Is there science? was my first question. Reading magazine reviews that complained that it was too sappy and too focused on family and not enough on discovery, I didn’t go in with much expectation for science. Indeed, there are classroom scenes with Professor Sciama (David Thewlis) and even an explanation of the rules of the universe using potatoes and peas, but little more that will provide a deeper understanding of Hawking’s first thesis or the follow up thesis he wrote to disprove his first thesis. You’ll have to read his books for that.
What’s nice is that the story breaks the stereotype of pitting religion against science. Jane is a Christian and Hawking is an atheist, but their ideas about how the universe works live in harmony. Jonathan, also a Christian, befriends Stephen after Hawking explains that because of the trajectory of the universe, God has to die, whereas you might expect in a more cliche film, this would cause them to butt heads, especially if you know that Jane will eventually leave Stephen for Jonathan.
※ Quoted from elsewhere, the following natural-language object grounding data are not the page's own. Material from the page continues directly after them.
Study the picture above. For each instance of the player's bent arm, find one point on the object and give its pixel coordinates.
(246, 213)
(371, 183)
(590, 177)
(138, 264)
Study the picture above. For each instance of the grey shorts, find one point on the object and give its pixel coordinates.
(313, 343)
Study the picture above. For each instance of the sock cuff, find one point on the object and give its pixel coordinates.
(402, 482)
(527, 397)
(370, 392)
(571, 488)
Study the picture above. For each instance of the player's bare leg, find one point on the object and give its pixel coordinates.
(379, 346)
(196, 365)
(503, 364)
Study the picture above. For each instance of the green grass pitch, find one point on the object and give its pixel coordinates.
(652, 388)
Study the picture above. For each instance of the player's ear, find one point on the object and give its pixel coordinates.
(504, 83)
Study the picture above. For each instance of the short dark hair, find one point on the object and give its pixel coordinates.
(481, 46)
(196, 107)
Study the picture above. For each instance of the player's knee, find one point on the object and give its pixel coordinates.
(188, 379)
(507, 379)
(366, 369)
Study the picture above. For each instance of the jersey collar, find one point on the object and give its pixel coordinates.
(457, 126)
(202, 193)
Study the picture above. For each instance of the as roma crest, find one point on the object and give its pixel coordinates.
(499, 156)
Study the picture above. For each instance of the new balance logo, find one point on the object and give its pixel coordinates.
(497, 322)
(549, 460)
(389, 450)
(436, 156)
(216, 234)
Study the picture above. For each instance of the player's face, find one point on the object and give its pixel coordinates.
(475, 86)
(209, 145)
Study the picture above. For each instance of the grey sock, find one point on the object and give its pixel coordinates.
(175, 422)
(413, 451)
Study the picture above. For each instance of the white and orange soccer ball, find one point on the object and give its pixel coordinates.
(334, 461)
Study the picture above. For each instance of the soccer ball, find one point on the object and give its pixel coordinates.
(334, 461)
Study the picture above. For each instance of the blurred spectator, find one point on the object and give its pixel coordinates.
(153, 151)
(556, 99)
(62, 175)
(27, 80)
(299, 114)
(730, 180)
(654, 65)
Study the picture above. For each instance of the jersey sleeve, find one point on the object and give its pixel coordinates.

There is only the slightest of tension between religion and science in this film, and it’s refreshing.
The film goes through great pains to show Hawking was a good father, including scenes where he’s acting as a Dalek, chasing his kids around the living room, and more subtle signs, like the way he’s holding his daughter in his lap when they’re dining on the porch. This is what makes it so odd that his divorce with Jane doesn’t include any mention of the children. How often will he get to see them? Do any of the children take sides? Just as I’m feeling cheated out of the real story, Hawking does imply that after all his accomplishments, his children are what he’s most proud of. This forgives some of the earlier omissions and rings true with the sorts of philosophy Hawking is known for.
Ultimately, if you like sappy bio-pics, this one’s not bad. Not as good as A Beautiful Mind, I don’t think. The cast was terrific, though. Personally, I especially liked the graphics and music chosen for the end credits.